Precision ground gears are manufactured by using abrasive wheels to grind a gear blank to match the required gear design. These versatile gears are better suited to use with fine instrumentation and additional small-scale elements, and in high precision applications.
More accurate complete: Precision ground gears feature a more exact tooth Ground Helical Gear Racks complete than machined or cut gears, which provides better, smoother meshing of gear teeth for more managed operation.
More material options: While machining, stamping, and other manufacturing processes may limit materials options, nearly any steel or alloy could be made into a gear via grinding.
Higher loads & better performance: Due to how they’re manufactured, surface gears are generally able to handle higher loads and higher stresses than gears produced via other means. Surface gears are specially useful in applications that require huge amounts of torque.Thanks to these unique advantages, generally in most applications, precision ground gears may outperform gears manufactured through other means. Floor gears deliver smoother performance and greater longevity.
Bevel Equipment – Bevel gears, sometimes just called bevels, are cone shaped gears made to transmit motion between intersecting axes. They are usually mounted on shafts that are 90 degrees aside, but could be designed for nearly any angle. Another related term you might here is miter gear, which really is a type of bevel gear where the mating pairs have the same number of teeth.

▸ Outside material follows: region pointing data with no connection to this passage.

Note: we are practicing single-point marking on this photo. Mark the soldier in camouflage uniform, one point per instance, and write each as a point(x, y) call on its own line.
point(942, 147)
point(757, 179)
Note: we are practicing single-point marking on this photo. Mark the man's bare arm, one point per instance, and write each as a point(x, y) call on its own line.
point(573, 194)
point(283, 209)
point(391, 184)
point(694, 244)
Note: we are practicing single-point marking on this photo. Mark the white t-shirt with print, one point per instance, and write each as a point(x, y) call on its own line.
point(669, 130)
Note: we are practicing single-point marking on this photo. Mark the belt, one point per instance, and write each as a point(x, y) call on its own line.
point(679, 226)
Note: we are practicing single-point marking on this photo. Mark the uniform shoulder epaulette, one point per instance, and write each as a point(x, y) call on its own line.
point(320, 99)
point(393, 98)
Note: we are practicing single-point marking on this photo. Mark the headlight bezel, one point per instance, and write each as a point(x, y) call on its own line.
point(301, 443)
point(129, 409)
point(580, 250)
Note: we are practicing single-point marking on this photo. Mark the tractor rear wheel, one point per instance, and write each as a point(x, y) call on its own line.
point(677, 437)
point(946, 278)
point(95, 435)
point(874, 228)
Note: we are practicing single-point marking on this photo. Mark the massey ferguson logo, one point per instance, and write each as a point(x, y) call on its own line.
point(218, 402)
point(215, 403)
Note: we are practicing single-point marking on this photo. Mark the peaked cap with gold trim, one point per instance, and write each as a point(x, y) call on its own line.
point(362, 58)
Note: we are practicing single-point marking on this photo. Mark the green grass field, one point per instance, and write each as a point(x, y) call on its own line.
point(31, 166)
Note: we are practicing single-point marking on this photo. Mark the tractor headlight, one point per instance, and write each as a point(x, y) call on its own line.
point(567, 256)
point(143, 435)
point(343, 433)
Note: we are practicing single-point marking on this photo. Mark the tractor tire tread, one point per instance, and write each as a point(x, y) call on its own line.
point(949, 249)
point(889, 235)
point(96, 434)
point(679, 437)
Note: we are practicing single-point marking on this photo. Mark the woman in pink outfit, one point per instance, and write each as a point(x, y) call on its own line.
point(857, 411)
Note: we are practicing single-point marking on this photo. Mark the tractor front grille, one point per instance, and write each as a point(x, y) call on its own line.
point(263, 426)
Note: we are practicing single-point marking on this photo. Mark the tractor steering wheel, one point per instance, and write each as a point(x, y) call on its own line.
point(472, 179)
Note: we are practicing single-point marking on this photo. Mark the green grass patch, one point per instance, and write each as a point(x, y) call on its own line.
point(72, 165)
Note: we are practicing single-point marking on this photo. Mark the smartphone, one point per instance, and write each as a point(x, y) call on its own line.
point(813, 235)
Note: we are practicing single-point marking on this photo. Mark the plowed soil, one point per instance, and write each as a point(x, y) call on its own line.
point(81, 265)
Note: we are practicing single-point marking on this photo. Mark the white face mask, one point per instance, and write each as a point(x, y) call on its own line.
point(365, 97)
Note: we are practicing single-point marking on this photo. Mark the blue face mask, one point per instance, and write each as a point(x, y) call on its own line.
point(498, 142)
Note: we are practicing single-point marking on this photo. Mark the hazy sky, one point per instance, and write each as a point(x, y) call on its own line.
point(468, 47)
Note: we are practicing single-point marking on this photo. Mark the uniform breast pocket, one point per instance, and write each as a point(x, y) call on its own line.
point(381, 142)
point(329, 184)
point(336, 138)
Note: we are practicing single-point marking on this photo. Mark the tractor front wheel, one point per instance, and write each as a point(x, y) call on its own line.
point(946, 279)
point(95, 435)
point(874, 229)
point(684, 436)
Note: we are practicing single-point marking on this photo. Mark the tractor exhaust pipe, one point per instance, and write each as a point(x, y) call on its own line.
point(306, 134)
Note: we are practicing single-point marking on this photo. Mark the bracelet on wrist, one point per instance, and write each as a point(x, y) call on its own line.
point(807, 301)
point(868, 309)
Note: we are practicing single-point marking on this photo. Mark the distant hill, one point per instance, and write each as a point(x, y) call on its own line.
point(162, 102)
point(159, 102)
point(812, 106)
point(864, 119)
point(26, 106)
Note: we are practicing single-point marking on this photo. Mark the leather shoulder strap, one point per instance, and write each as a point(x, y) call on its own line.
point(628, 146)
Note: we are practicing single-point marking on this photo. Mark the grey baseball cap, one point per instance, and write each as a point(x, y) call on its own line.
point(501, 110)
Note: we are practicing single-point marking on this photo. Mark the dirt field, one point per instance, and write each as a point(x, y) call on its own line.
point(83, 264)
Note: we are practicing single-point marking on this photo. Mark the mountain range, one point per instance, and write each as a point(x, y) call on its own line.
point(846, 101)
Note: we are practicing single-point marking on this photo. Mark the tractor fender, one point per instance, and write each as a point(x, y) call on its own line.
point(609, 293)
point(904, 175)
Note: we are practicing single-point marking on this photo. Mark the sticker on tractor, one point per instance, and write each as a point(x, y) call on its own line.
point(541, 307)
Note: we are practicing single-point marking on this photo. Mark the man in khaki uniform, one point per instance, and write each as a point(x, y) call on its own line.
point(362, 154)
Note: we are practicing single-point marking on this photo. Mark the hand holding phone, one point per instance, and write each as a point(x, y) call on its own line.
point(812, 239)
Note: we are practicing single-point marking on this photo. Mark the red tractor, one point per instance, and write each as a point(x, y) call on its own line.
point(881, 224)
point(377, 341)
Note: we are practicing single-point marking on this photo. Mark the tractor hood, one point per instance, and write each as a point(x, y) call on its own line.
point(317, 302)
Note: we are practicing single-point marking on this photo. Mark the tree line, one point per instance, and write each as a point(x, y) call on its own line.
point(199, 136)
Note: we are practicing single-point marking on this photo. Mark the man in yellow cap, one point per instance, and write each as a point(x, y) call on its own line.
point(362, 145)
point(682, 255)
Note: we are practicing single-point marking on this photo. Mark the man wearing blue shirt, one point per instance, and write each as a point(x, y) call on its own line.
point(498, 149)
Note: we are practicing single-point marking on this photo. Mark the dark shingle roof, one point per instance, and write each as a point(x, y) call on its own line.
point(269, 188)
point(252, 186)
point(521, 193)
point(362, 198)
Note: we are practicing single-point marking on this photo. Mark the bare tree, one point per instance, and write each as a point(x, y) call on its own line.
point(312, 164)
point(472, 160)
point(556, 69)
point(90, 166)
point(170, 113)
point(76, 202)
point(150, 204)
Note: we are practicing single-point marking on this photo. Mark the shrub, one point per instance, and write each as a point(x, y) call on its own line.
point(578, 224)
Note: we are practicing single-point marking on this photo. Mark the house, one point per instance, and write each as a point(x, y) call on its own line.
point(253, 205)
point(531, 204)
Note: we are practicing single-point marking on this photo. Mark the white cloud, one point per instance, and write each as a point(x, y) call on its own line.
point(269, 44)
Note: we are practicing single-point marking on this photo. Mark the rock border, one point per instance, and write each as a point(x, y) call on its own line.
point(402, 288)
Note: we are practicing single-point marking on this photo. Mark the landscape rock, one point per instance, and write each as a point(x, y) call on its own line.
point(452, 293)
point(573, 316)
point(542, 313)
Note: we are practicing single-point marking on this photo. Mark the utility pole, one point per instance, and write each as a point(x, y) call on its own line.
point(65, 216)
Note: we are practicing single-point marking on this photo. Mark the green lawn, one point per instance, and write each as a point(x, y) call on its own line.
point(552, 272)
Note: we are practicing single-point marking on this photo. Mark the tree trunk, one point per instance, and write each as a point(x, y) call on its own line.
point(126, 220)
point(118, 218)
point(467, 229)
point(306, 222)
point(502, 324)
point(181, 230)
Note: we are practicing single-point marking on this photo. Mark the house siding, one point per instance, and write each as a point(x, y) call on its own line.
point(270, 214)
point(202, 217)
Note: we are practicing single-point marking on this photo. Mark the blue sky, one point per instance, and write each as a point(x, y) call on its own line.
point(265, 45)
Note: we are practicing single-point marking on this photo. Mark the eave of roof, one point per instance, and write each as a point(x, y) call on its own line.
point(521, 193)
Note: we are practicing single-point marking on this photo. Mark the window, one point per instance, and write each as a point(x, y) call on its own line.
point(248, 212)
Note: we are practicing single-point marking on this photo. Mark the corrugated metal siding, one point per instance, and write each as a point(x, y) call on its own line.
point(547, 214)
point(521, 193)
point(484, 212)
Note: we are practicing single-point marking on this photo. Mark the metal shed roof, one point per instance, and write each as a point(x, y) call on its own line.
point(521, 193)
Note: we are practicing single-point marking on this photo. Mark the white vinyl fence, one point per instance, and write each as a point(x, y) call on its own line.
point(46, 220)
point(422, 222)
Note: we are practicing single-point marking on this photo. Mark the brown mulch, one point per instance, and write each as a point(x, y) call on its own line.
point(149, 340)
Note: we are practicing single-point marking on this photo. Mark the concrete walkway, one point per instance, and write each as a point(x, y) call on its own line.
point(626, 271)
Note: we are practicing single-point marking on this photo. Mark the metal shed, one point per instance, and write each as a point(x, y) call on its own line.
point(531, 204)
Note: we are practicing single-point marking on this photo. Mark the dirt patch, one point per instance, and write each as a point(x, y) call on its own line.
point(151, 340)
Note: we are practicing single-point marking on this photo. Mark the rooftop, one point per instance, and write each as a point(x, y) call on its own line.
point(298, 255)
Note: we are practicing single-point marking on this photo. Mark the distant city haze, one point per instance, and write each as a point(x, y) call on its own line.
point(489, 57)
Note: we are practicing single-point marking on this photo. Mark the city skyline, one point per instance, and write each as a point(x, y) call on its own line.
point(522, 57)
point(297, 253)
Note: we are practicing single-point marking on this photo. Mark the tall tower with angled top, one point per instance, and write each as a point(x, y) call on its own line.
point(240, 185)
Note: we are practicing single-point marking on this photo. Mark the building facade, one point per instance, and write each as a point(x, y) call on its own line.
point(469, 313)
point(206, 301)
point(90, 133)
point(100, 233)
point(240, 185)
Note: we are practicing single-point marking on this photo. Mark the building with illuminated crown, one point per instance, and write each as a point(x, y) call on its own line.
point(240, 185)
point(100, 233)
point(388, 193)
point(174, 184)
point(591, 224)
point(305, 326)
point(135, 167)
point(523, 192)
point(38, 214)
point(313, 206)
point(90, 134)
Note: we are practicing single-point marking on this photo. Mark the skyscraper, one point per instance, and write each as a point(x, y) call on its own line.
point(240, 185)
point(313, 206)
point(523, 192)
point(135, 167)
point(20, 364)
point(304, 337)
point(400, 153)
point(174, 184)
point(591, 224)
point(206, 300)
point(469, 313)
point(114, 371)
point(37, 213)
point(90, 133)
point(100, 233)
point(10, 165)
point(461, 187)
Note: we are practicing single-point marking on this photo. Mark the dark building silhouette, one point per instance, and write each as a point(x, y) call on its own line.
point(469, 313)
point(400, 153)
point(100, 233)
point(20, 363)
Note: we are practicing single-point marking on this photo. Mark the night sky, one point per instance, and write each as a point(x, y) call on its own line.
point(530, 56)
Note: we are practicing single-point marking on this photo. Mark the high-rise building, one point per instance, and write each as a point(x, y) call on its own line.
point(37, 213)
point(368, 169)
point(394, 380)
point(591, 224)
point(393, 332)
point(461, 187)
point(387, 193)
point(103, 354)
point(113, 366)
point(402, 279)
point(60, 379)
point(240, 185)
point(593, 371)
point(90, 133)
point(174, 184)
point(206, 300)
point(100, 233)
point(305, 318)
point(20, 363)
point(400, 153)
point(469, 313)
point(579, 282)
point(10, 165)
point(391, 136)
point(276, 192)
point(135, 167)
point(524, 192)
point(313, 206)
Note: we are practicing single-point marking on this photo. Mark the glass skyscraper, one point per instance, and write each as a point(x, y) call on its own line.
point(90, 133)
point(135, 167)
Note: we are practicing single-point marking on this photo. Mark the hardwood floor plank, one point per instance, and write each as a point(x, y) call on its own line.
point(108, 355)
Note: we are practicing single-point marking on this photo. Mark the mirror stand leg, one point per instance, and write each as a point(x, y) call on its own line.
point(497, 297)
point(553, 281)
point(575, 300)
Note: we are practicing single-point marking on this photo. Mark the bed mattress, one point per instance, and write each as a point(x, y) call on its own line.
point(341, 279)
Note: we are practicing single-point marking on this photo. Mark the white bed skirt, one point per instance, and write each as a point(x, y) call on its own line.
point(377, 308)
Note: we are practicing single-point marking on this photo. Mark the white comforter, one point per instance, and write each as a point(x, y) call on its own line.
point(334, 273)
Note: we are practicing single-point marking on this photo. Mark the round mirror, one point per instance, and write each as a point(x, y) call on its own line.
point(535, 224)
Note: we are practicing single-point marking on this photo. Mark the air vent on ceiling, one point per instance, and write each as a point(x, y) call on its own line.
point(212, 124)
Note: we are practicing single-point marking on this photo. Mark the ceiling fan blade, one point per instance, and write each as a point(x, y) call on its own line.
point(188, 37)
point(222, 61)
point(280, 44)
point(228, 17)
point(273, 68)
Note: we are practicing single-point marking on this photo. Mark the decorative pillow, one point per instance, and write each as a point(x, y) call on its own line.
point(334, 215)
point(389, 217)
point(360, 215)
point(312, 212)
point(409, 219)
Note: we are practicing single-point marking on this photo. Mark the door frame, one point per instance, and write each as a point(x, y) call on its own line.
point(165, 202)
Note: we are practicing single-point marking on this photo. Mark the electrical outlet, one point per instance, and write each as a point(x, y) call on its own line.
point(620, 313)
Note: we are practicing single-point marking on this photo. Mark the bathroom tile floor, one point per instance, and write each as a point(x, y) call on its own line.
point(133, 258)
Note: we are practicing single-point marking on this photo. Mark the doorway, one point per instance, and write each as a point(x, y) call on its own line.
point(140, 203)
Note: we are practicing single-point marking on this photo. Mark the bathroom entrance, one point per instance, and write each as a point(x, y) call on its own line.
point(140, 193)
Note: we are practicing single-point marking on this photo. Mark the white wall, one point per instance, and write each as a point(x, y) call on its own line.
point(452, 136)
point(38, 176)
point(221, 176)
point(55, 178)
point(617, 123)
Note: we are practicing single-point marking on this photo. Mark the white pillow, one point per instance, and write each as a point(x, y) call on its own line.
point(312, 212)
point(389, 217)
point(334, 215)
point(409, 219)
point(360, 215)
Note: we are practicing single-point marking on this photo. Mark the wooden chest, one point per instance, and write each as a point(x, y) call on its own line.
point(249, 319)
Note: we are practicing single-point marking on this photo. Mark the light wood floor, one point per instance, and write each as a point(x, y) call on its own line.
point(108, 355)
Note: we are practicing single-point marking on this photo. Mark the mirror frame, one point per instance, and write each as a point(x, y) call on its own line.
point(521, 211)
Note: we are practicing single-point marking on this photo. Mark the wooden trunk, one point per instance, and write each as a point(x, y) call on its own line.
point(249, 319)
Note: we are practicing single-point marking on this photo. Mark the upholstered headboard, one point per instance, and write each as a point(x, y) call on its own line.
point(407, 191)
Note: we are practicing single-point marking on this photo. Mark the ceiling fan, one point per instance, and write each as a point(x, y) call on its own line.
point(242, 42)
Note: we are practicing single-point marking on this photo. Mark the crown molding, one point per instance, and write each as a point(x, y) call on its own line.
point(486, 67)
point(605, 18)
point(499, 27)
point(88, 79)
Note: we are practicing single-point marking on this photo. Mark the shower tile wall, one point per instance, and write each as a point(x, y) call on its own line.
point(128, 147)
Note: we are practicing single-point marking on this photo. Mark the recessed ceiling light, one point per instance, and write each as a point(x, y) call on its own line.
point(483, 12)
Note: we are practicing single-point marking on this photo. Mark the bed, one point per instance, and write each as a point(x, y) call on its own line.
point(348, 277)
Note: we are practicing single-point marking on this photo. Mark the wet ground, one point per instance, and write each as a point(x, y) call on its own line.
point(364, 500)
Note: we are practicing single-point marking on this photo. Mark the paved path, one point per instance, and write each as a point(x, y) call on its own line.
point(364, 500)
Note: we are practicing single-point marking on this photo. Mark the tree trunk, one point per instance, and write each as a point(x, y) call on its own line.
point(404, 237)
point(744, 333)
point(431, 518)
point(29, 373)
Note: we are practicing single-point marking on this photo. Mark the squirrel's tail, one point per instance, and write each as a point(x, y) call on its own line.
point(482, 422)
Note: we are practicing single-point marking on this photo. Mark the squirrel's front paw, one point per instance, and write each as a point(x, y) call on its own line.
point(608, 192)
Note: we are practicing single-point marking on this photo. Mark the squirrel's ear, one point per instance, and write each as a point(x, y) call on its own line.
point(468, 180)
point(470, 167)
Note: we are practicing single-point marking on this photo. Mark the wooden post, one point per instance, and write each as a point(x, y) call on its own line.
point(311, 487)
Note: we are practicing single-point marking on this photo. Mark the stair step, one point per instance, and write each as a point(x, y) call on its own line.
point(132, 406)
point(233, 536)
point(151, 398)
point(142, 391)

Ground Gear – Floor gears are made by the manufacturing procedure for gear grinding, also known as gear tooth grinding. Equipment grinding produces high precision gearing, so surface gears can handle meeting higher quality requirements (AGMA, DIN, JIS or ISO) than cut gears. Gear grinding is particularly effective when gears distort during the heat treat procedure and tooth forms no longer satisfy drawing requirements. Both spur and helical gears can be produced using this method.

Helical Gear – While the teeth upon spur gears are cut directly and installed parallel to the axis of the gear, the teeth on helical gears are cut and ground on an angle to the face of the gear. This allows the teeth to engage (mesh) more gradually therefore they operate more smoothly and quietly than spur gears, and may usually carry a higher load. Helical gears are also called helix gears.